Une claque, une gifle … que dis-je, un tourbillon de classe. Voilà les doux mots qui me viennent à l’esprit après plusieurs écoutes de cet album prodigieux. Il faut bien se dire qu’avec Marcus Miller, nous tenons là, à coup sûr, un des meilleurs musiciens de notre époque et que son retour dans les studios d’enregistrement est à marquer d’une pierre blanche. Et pourtant il signe avec Afrodeezia son tout premier album chez le prestigieux label Blue Note, qui a célébré ses 75 années d’existence en 2014 et dont il a pu observer l’évolution depuis sa collaboration dans les années 1980 avec un grand nom du label : Miles Davis.
« A travers le négro spiritual ,le jazz et la soul, nous avons pu préserver notre histoire, parce que tout le reste avait été effacé. Ce que je désirais le plus, c’était remonter à la source des rythmes qui ont fait la richesse de notre patrimoine musical, les suivre à la trace, de leurs débuts en Afrique jusqu’aux États-Unis. Ce périple nous a menés du Mali à Paris, de La Nouvelle-Orléans à São Paulo en passant par les Caraïbes.”

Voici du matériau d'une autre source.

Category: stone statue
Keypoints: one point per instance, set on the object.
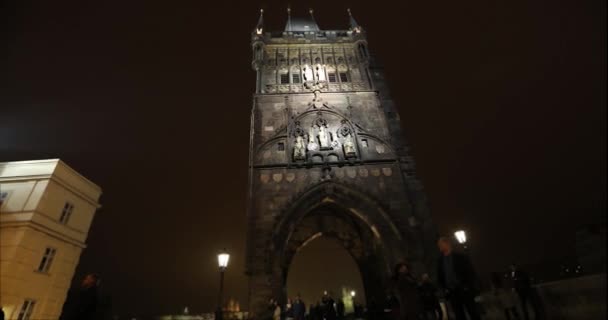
(349, 146)
(299, 151)
(312, 145)
(307, 71)
(323, 138)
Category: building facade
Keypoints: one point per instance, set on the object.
(46, 209)
(327, 158)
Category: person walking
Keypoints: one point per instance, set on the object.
(329, 311)
(299, 308)
(405, 288)
(430, 301)
(504, 296)
(289, 314)
(340, 309)
(457, 278)
(523, 287)
(276, 315)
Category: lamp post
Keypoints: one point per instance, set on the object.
(461, 237)
(222, 260)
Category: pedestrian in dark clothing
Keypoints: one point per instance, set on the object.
(430, 301)
(340, 309)
(83, 303)
(299, 309)
(523, 286)
(457, 278)
(504, 296)
(391, 310)
(329, 312)
(405, 289)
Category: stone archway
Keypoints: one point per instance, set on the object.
(335, 210)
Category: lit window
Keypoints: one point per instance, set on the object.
(3, 197)
(331, 77)
(66, 213)
(343, 77)
(295, 78)
(284, 78)
(47, 259)
(26, 310)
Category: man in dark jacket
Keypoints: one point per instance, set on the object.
(428, 294)
(458, 280)
(82, 304)
(299, 309)
(525, 292)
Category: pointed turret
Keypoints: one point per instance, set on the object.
(298, 24)
(354, 26)
(259, 28)
(288, 24)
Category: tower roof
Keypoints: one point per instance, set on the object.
(301, 23)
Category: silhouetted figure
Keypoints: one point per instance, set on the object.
(523, 286)
(430, 301)
(288, 314)
(299, 309)
(340, 309)
(457, 278)
(390, 309)
(276, 315)
(405, 289)
(504, 296)
(84, 303)
(329, 312)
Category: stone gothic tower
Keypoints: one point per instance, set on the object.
(327, 158)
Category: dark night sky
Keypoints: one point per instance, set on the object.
(503, 102)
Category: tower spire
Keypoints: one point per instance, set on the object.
(354, 26)
(260, 26)
(288, 26)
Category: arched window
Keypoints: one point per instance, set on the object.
(362, 50)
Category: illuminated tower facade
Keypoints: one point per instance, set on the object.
(327, 158)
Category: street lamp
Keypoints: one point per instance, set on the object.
(461, 237)
(222, 261)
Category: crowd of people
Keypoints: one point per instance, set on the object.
(408, 297)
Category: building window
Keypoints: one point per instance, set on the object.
(284, 78)
(3, 197)
(66, 213)
(47, 259)
(343, 77)
(331, 77)
(26, 310)
(295, 78)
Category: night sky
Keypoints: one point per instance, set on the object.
(503, 103)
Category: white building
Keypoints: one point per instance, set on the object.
(46, 209)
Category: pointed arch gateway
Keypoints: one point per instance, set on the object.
(328, 158)
(353, 218)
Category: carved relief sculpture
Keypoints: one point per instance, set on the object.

Preuve que Marcus évolue avec son environnement, il s’est pris d’amitié en 2014 avec Oumou Sangaré, une chanteuse malienne qui lui a présenté son bassiste, le sénégalais Alune Wade qu’il a invité à chanter sur le premier morceau de Afrodeezia, un disque qu’il a voulu comme un retour aux sources africaines des rythmes qu’il pratique depuis toujours et pour lequel il a convié des artistes maliens, burkinabés, mais aussi brésiliens et trinidadiens.
L’album ouvre sur Hylife, hommage à la terre de l’afro-beat et berceau du Highlife : le Nigéria. Le titre est lancé à grand renfort de slap et on saluera la parfaite maîtrise des claviers sur des parties techniques, ainsi que la présence quasi-hypnotique des cuivres pour accompagner un des hits de cet opus, assurément. Dans B’s River, l’auteur nous invite dans une ballade où jazz, mélodie pop et sonorités ancestrales constituent un mix parfait autour d’une rythmique hypnotique, avant de descendre en Afrique du sud écouter les chœurs interpréter du gospel. Un délice.

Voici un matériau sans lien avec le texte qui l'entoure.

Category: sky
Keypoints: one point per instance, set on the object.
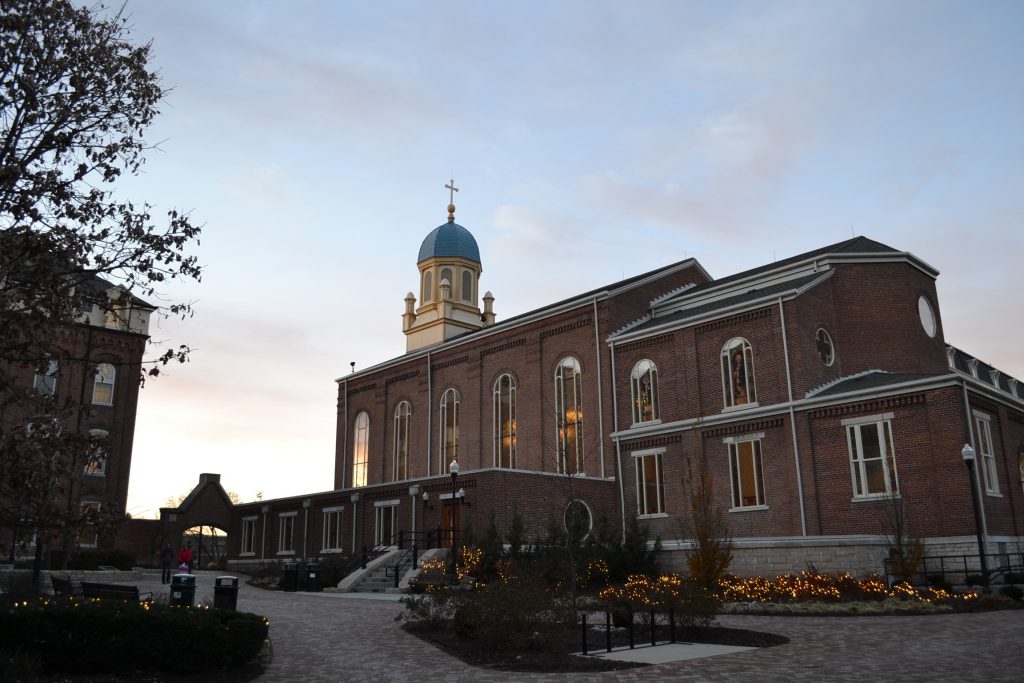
(590, 140)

Après le continent africain et l’Amérique du Sud (We Were There), Marcus Miller fait escale en Louisiane et c’est au blues américain qu’il fait référence en délivrant une version terriblement funk et bluesy de Papa Was A Rolling Stones des Temptations.

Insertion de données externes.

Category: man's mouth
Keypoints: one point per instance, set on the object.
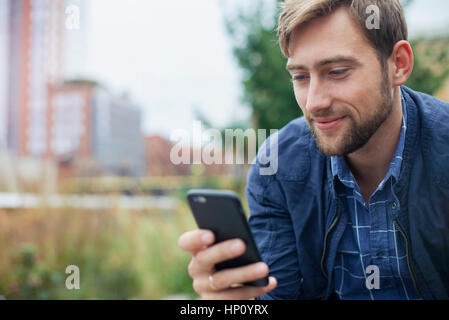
(325, 124)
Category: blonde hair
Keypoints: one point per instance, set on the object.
(393, 26)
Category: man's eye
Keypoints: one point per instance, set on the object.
(299, 78)
(338, 72)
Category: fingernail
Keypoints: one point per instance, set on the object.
(236, 246)
(261, 268)
(207, 238)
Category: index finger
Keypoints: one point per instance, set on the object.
(195, 240)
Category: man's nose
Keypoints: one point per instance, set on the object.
(318, 97)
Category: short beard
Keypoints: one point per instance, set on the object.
(362, 133)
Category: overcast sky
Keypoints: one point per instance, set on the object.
(174, 56)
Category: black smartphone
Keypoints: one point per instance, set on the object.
(221, 212)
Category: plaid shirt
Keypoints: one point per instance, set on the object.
(370, 237)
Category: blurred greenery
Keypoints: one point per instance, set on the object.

Plus loin dans l’album, Son Of Macbeth nous plonge au cœur des îles Caraïbes avec de douces percussions divines. Ce titre est un hommage au percussionniste originaire de Trinidad et Tobago Ralph Macdonald, qui a accompagné Grover Washington Jr notamment sur son album Mister Magic (1975).
Nous voici à la fin du voyage initiatique du « Slappin’ Man ». Pour parachever son oeuvre, Marcus a convié le beatmaker Mocean Worker et un membre éminent de Public Enemy, Chuck D pour la chanson I Can’t Breathe qui sonne très electro-jazz, et qui se mêle parfaitement à la voix très marquée du new-yorkais.
Marcus Miller frappe fort avec Afrodeezia. Un album d’une qualité rare, qui se retrouve dans le voyage initié par l’artiste et qui lui sert de trame de fond tout au long de l’opus. Nommé artiste de l’UNESCO pour la paix en 2013, le bassiste est devenu le porte-parole du programme éducatif « La route de l’esclavage », où il peut mettre à profit son expérience de la musique afro-américaine et montrer qu’elle pouvait donner de la voix à ceux qui n’en n’avait pas. Fascinant.